Sunn O))) im Heimathafen Neukölln: Sternenkrieger in der Unterwelt

Die Doom-Metal-Band Sunn O))), benannt nach einer Marke für Gitarrenverstärker, kriecht seit 1998 durch die Unterwelten des Genres. Ihr grandioses Konzert im Heimathafen Neukölln wird zum reinigenden Erlebnis.

Kann es Schöneres geben als endlos ausgedehnte Riffwalzen, wabernde Schleifgeräusche und die Stimme eines Wahnsinnigen, der hallverschleiert über Tod und Teufel meditiert? Wohl kaum. Das weiß jeder, der schon einmal einen Auftritt von Sunn O))) erlebt hat, der tektonische Erdplatten verschiebenden Doom-Metal- und Zeitlupen-Band aus Seattle. Nur wenige sind derart radikal wie das Projekt von Bassist Greg Anderson und Gitarrist Stephen O’Malley, das sich nach einer Marke für Gitarrenverstärker benannt hat. Sie begannen als Tribute-Band der Drone-Doom-Pioniere Earth, nach deren Vorbild sie eine Musik produzieren, die den Ur-Metal-Sound von Black Sabbath auf dessen Essenz eindampft.

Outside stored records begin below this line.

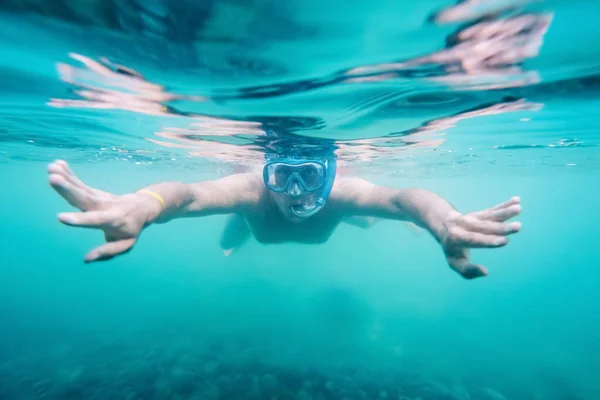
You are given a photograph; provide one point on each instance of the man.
(295, 199)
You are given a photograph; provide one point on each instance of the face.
(284, 201)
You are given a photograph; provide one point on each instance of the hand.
(482, 229)
(122, 218)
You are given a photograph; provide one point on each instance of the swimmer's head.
(299, 186)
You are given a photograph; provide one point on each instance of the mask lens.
(309, 176)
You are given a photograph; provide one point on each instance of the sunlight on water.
(461, 97)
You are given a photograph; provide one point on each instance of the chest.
(269, 228)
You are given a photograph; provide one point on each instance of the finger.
(490, 227)
(463, 238)
(466, 269)
(74, 195)
(513, 200)
(109, 250)
(90, 219)
(500, 215)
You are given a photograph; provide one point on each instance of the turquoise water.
(371, 314)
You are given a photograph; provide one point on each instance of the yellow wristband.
(155, 195)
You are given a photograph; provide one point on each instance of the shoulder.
(350, 190)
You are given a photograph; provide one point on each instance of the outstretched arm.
(456, 232)
(122, 218)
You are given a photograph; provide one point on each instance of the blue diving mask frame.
(282, 175)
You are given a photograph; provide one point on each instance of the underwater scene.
(299, 200)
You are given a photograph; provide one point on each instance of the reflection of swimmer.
(295, 199)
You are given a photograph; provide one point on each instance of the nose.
(295, 189)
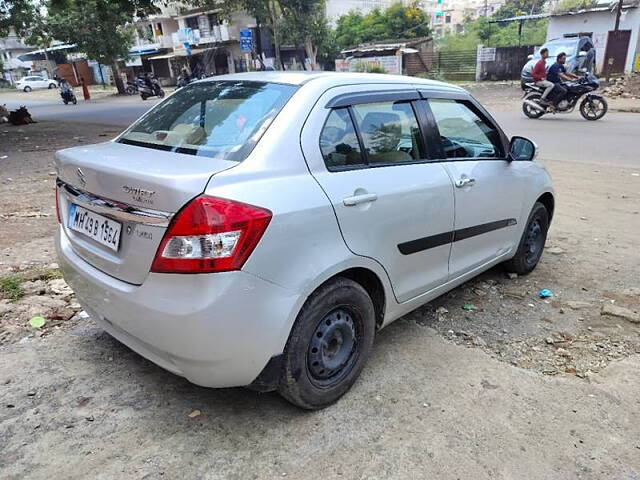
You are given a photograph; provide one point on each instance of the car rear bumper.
(217, 330)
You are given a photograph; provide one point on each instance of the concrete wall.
(599, 23)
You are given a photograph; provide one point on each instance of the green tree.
(16, 15)
(572, 5)
(395, 22)
(102, 29)
(484, 31)
(305, 23)
(513, 8)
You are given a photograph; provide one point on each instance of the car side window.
(463, 133)
(339, 142)
(390, 132)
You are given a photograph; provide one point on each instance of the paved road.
(109, 111)
(611, 140)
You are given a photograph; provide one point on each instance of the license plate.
(97, 227)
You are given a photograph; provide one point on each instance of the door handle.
(360, 199)
(465, 182)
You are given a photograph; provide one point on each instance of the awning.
(15, 63)
(36, 54)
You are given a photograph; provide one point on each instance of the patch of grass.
(11, 287)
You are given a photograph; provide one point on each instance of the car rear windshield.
(211, 119)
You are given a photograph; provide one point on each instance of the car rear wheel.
(532, 242)
(329, 345)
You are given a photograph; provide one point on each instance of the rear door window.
(463, 133)
(390, 132)
(339, 141)
(212, 119)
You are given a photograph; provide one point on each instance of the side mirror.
(522, 149)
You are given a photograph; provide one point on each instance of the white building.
(597, 23)
(449, 16)
(10, 48)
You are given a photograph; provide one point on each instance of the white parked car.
(34, 82)
(258, 229)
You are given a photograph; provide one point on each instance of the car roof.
(333, 79)
(565, 40)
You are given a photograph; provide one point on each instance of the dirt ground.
(516, 387)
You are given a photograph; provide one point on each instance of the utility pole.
(618, 13)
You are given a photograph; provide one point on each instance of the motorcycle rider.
(184, 79)
(539, 74)
(557, 74)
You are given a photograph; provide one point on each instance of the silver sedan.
(258, 229)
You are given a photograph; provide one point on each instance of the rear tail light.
(211, 234)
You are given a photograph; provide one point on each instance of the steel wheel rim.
(593, 108)
(333, 347)
(534, 242)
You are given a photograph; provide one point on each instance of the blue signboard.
(246, 40)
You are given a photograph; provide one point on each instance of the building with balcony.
(13, 68)
(449, 16)
(197, 39)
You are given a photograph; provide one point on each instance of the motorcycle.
(149, 88)
(592, 107)
(183, 81)
(68, 96)
(131, 88)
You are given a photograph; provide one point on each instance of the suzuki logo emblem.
(80, 174)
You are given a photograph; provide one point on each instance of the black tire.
(530, 111)
(329, 345)
(593, 108)
(532, 242)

Seit 1998 kriecht das Doom-Gespann durch die Unterwelt der Metal-Musik. Ihre Radikalität hat die Formation auch außerhalb der Genregrenzen bekannt gemacht und im letzten Jahr zu einer gefeierten Zusammenarbeit mit dem Sänger Scott Walker geführt, den man schon immer für seine Furchtlosigkeit geschätzt hat.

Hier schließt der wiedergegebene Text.